Linux: Assembly Required

Sometimes you might need to use assembly sometime to reach your project objectives. Previously I’ve focused more on embedding assembly within gcc or another compiler. But just like some people want to hunt with a bow, or make bread by hand, or do many other things that are no longer absolutely necessary, some people like writing in assembly language.

In the old days of DOS, it was fairly easy to write in assembly language. Good thing, because on the restricted resources available on those machines it might have been the only way to get things to fit. These days, under Windows or Linux or even on a Raspberry Pi, it is hard to get oriented on how to get an assembly language off the ground.

What Do You Need?

Obviously, one thing you need is an assembler. Granted, if you are a true macho hacker you could just use a hex editor to build executable files by hand from your binary notation, but in reality that is probably too much for just about everyone. You also need to understand your CPU architecture, the instruction set, the mnemonics the assembler uses for the instructions, and the interface to the operating system.

In this example, we’ll look at writing code for Linux on a PC. The same ideas will apply to other Linux platforms like the Raspberry Pi. The details will be different for other systems (like the AVR found in an Arduino) but the basic outline of steps will be the same. Of course, some systems don’t have an operating system at all, which makes it both easier and harder. Easier because you don’t have to conform. Harder, because you have to find resources (like a serial port or display) and handle them yourself.

Linux Asm

Generally, if you have a C compiler, you probably have an assembler. For gcc, this assembler is named gas or as. That’s usable, but they aren’t always as friendly as you would like. On PC-based Linux, you might consider using the netwide assembler (nasm) that you can install with your package manager.

Even for Linux, you have to consider the platform. In my case, I’m using a 64-bit Intel/AMD PC. But you might be using a 32-bit version or running on ARM (or any other CPU Linux supports). There is even a 32-bit interface for 64-bit Linux (x32), if you are interested in that. The second order of business, then, is to figure out what the CPU architecture looks like.

To start, you need to understand the registers (like the diagram below). Of course, that diagram assumes you have some idea what those registers are for, so you’d have to do more digging in a reference manual, a data sheet, or a tutorial aimed at your specific processor.

x86
Register image by Liam McSherry CC BY-SA 3.0

That can be daunting on any modern CPU. You can always find the data sheets, but it can take a long time to parse through one of those. There are also plenty of resources online, as you might expect. If you are working with something like an AVR, the data sheet is pretty straightforward. The more complex processors usually have a lot of details you don’t need to know, so that’s part of the problem with the data sheets. For example, an Intel processor has a lot of features aimed at people writing operating systems. Unless you are writing an operating system or programming bare metal, you don’t care about that.

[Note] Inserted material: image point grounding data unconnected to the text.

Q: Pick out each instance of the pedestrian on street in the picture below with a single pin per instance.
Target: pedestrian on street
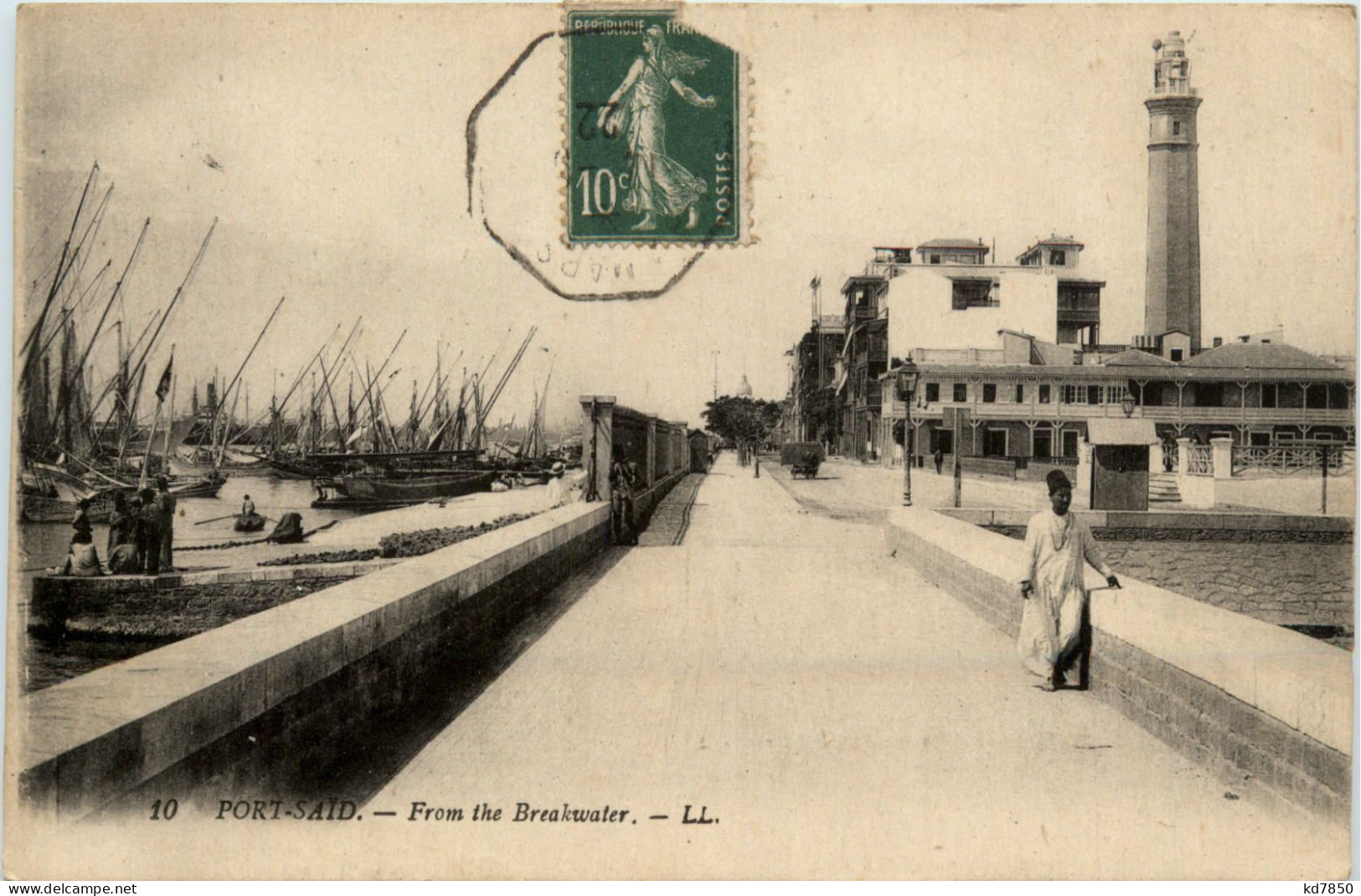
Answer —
(1055, 635)
(121, 524)
(80, 524)
(148, 534)
(167, 504)
(622, 480)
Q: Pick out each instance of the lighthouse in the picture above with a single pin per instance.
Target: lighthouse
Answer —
(1172, 291)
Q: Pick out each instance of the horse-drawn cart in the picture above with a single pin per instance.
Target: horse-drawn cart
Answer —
(803, 458)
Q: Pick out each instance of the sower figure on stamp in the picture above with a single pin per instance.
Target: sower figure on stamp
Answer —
(1054, 617)
(657, 184)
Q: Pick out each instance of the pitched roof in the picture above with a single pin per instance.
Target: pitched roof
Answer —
(1256, 356)
(954, 243)
(1137, 358)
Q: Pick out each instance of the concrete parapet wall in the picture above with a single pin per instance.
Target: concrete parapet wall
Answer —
(1178, 520)
(290, 677)
(1269, 706)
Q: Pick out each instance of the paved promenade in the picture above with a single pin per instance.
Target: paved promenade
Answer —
(834, 713)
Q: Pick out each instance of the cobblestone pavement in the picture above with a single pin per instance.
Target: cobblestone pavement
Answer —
(671, 518)
(1281, 583)
(836, 713)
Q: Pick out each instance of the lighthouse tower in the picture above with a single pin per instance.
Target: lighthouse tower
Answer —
(1172, 293)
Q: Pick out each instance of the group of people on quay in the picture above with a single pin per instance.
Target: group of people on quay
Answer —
(141, 535)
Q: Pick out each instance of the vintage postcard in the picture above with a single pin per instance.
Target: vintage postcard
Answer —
(682, 441)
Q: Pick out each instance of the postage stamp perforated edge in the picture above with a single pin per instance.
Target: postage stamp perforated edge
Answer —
(744, 120)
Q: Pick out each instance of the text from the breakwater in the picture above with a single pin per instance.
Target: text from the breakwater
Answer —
(335, 809)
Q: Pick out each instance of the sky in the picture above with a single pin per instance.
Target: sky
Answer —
(328, 143)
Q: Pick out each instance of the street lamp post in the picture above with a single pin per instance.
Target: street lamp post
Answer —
(908, 376)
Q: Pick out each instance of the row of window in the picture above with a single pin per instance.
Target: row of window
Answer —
(1069, 394)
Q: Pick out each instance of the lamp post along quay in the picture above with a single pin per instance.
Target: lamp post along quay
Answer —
(907, 382)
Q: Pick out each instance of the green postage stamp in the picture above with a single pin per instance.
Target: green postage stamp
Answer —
(657, 128)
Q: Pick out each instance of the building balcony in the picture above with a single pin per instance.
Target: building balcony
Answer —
(1157, 413)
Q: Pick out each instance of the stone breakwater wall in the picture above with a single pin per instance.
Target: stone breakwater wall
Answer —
(224, 704)
(1266, 707)
(245, 706)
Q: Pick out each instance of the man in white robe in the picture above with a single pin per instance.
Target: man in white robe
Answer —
(1052, 591)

Also, unless you care about bare metal programming, you need to know the application binary interface or ABI that defines how the program starts and can call libraries and services. For example, for 64 bit Linux, you can read this document.

In Practice

If you start reading data sheets and ABI documents, you might feel like giving up pretty quickly. However, it really isn’t that bad. You can find many sites (like this one) that you can use to find out the particulars of calling system calls.

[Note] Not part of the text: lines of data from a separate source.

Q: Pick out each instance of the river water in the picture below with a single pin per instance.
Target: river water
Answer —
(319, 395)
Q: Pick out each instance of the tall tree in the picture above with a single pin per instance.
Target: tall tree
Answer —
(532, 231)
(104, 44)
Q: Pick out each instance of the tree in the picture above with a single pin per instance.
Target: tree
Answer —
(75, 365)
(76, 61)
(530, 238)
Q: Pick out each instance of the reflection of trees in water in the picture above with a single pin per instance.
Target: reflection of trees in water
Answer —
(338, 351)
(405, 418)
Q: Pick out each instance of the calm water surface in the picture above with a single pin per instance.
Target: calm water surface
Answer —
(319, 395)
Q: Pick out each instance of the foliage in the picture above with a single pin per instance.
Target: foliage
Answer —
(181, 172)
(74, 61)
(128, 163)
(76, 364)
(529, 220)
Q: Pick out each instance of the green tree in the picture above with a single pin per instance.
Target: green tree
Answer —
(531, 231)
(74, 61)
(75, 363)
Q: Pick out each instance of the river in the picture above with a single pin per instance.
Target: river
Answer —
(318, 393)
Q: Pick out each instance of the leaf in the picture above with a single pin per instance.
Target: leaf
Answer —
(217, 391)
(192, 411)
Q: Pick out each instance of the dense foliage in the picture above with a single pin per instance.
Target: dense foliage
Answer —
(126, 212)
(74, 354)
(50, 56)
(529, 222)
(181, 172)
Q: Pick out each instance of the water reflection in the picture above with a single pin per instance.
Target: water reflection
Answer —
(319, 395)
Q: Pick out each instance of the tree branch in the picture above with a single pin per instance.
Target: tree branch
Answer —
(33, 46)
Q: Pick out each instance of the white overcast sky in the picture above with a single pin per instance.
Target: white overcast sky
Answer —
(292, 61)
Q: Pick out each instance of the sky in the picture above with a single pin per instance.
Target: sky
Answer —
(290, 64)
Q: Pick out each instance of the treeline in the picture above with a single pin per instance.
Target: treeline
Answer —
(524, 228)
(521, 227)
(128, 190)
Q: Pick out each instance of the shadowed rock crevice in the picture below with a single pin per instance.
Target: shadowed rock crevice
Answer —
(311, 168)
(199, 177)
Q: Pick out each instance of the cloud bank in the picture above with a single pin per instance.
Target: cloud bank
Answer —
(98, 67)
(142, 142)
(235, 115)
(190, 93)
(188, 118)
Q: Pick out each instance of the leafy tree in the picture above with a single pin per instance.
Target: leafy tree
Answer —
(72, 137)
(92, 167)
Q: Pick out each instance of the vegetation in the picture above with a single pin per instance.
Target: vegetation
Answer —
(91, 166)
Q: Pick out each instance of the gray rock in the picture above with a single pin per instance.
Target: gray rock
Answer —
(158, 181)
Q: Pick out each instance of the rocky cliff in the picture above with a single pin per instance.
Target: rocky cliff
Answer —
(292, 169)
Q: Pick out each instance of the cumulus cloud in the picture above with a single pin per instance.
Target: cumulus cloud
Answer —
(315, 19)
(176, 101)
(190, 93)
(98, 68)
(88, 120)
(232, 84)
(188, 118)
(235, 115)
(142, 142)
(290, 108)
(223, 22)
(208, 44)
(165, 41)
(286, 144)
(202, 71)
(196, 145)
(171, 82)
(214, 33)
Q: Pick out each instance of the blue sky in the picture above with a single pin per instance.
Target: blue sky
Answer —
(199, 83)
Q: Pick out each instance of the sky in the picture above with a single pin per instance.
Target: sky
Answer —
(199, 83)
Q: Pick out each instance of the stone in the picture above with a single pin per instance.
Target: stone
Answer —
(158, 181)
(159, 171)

linux-system-callsFor example, system call with code 1 writes to a file. If you look it up on the site above, you can double-click the corresponding row and see how you need to make the call. This image is an example of how to use that table.

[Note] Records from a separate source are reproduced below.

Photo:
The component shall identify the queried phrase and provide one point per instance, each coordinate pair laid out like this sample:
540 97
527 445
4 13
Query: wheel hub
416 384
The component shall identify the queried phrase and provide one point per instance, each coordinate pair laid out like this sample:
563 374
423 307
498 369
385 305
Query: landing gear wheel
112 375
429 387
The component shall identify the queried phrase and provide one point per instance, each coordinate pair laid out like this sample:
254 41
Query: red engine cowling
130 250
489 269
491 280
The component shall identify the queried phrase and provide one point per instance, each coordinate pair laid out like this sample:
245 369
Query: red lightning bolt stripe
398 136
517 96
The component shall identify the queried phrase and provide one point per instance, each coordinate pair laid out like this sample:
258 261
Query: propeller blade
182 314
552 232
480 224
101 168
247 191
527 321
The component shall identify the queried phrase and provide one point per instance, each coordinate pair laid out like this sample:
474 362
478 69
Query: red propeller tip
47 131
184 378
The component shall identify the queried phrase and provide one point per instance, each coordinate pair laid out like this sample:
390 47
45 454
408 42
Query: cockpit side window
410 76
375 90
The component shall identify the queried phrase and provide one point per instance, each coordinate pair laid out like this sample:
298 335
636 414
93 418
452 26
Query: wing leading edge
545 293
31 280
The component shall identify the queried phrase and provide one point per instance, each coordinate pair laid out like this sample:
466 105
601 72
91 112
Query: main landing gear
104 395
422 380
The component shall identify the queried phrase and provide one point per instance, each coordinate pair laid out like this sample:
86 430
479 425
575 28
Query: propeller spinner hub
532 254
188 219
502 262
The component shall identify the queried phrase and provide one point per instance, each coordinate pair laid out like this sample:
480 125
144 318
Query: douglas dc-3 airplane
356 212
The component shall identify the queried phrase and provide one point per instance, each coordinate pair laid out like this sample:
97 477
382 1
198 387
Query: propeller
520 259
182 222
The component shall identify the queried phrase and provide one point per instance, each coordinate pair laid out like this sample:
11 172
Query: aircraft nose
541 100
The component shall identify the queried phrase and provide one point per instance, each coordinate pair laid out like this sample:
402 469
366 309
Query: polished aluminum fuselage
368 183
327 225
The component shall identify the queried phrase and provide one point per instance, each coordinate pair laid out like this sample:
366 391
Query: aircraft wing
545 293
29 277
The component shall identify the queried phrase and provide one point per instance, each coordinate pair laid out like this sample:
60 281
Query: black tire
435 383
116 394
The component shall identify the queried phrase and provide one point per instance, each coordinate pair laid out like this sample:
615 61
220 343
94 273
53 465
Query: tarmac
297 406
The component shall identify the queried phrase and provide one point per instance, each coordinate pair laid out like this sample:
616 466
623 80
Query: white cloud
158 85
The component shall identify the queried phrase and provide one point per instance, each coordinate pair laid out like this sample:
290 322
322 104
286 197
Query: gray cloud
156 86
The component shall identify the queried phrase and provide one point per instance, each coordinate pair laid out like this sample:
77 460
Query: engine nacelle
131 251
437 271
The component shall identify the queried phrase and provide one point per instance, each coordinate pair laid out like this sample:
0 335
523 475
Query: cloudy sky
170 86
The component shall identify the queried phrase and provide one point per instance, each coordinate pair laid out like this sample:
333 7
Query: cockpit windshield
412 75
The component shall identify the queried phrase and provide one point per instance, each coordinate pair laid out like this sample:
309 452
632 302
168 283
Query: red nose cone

In this case, you’ll see that %rdi gets the file descriptor, %rsi gets a pointer to the data to write, and %rdx is the count of bytes to write. Call 60 is the exit function (you can look it up on the same table). You probably know that file descriptor 1 is the stdout device for a Linux program. So using nasm, a very simple program can look like this:

section .data
    msg db "Hello Hackaday!",10
    msgend equ $

section .text
    global _start
_start:
    mov rax,1 ; print msg using syswrite (1)
    mov rdi,1 ; fd 1
    mov rsi,msg ; buffer
    mov rdx,msgend-msg ; count
    syscall
    mov rax,60 ; exit
    mov rdi,0  ; return code
    syscall

Granted, this is pretty much the simplest program you could write, but it works. A simple nasm command does the assembly:

nasm -f elf64 -o hello.o hello.asm

Then you need to link it just like you would an object file from a C compiler (you could even link in some object files produced from the C compiler, if you wanted to):

ld -o hello hello.o

Go Forth and Assemble

Clearly, you have a lot of details to fill in, but the point is, it doesn’t have to be very hard. If you use 32-bit Linux or ARM, the details will be different (there will be different syscall numbers and registers, for starters).

Just as a reminder, I’m not suggesting that writing entire programs in assembly is a great idea. But it is a challenge and one that can have unexpected benefits. If all you want to do is optimize a few hot spots, you are better off sticking with inline assembly (discussed last time). But if you want to flex your logic and programming muscles, try writing some entire programs in assembly. You might get it to work and you might not, but I’d bet you’ll learn something.

Read more from this series:
Linux Assembly

45 thoughts on “Linux: Assembly Required

  1. your opinion of “But just like some people want to hunt with a bow, or make bread by hand, or do many other things that are no longer absolutely necessary, some people like writing in assembly language.” is so wrong it absolutely hurts and this goes across the board from making bread to using assembler in a project. I’ve had project that have nearly zero headroom to deal with and it isn’t just a “want to use” situation it is a have to do situation. The same can go for the other items mentioned making bread correctly while doing a window pane to get correct texture on a bread instead of what people consider good enough at the store. or even hunting with a bow when a lot of places the season only allows for a bow hunt during those times.

    anyway enough rand about your silly wrong opinion, assembler can be a very very good thing to know for your projects

    1. Very first line of article: “Sometimes you might need to use assembly sometime to reach your project objectives.”

      Or maybe you should just reread the stuff that set you off. Quite clearly the point was that there are things people do for fun even when they don’t need to, not that nobody ever needs to do those things. That’s pretty common among hobbies, which are things that are commonly discussed in HaD blog posts.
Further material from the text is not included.